The Group formally committed through the Science Based Target Initiative (SBTi) to setting a science-based target before the end of 2023 and, in early 2023, we submitted our targets for validation to the SBTi. Pending validation of our SBTi targets, we have set an internal target to reduce our absolute Scope 1 & 2 emissions by 5% per annum between 2019 and 2030, in line with the SBTi 1.5˚ C aligned pathway for targets. This would see us achieve our climate ambition of at least 50% reduction in our absolute Scope 1 & 2 emissions by 2030. As part of our commitment to SBTi, we have also submitted a target that 71% of our suppliers covering purchased goods and services, will have science-based targets for emissions by 2028. In order to achieve this we propose to roll out an active supplier engagement programme to work with our suppliers and partners in tackling the challenges of reducing emissions and identifying ways in which we can work together with them to reduce our collective emissions.
In 2022, a number of ‘Green Teams’ were established across each of our divisions. Following externally facilitated training on the topic of decarbonisation, each team was tasked with assessing the emissions for their respective divisions and developing a decarbonisation plan outlining how that division could achieve our climate ambition of at least 50% reduction in our absolute Scope 1 & 2 emissions by 2030. A consolidated output from that exercise is presented below and the Group are currently working on timelines for implementation of these initiatives.
TCFD and EU Taxonomy
2022 saw continued discussion around environmental matters and emissions by the Board. The Board received regular reports from the Sustainability Council and considered specific climate-related risks and opportunities as part of its bi-annual Risk Register Review. Further details in relation to the Group’s actions, in alignment with Taskforce on Climate-Related Financial Disclosures (TCFD) are set out in the following table. In addition, the Group carried out its first assessment of the extent to which the Group’s activities are aligned to The EU Taxonomy Regulations and the results of this assessment are set out in the Annual Report 2022.

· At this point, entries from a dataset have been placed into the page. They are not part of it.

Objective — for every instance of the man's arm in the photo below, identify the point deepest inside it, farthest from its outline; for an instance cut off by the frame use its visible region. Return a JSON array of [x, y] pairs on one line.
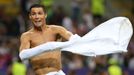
[[62, 32]]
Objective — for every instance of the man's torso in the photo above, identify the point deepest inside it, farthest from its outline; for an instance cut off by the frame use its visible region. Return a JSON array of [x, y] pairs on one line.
[[47, 61]]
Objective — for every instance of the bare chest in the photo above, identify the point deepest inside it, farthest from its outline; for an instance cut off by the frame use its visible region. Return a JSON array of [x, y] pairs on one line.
[[40, 38]]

Waste and Hazardous Waste Management
Across all our sites we are continuously exploring ways to reduce, reuse and recycle. We have been a member of Repak since 1999 and we make considerable efforts across the business to reduce plastic waste. As part of our overall Scope 3 emissions assessment, the Group collated data from all locations across the business in relation to waste. In 2022, 83% of the Group’s waste (approximately 925 tonnes of waste) was diverted from landfill. Relevant parts of our business are compliant with the Waste Electrical and Electronic Equipment Directive (WEEE).
The Group recognises the importance of protecting the environment around us and ensuring that our operations do not emit pollution into our surrounding environment. During 2022, there were no reportable instances of pollution across the Group.
We are conscious that a significant portion of our carbon footprint arises through outsourced activities such as logistics and through our supply chain and we are committed to working with our supply chain partners in this area.
During 2022, we appointed external consultants to assist the Group in developing a programme for supplier engagement, to ensure that the Group is working closely with its suppliers and partners to reduce our collective impact on the environment. The Group is continuing to work on a Supplier Code of Conduct and Responsible Sourcing Policy, which we expect to roll out during 2023.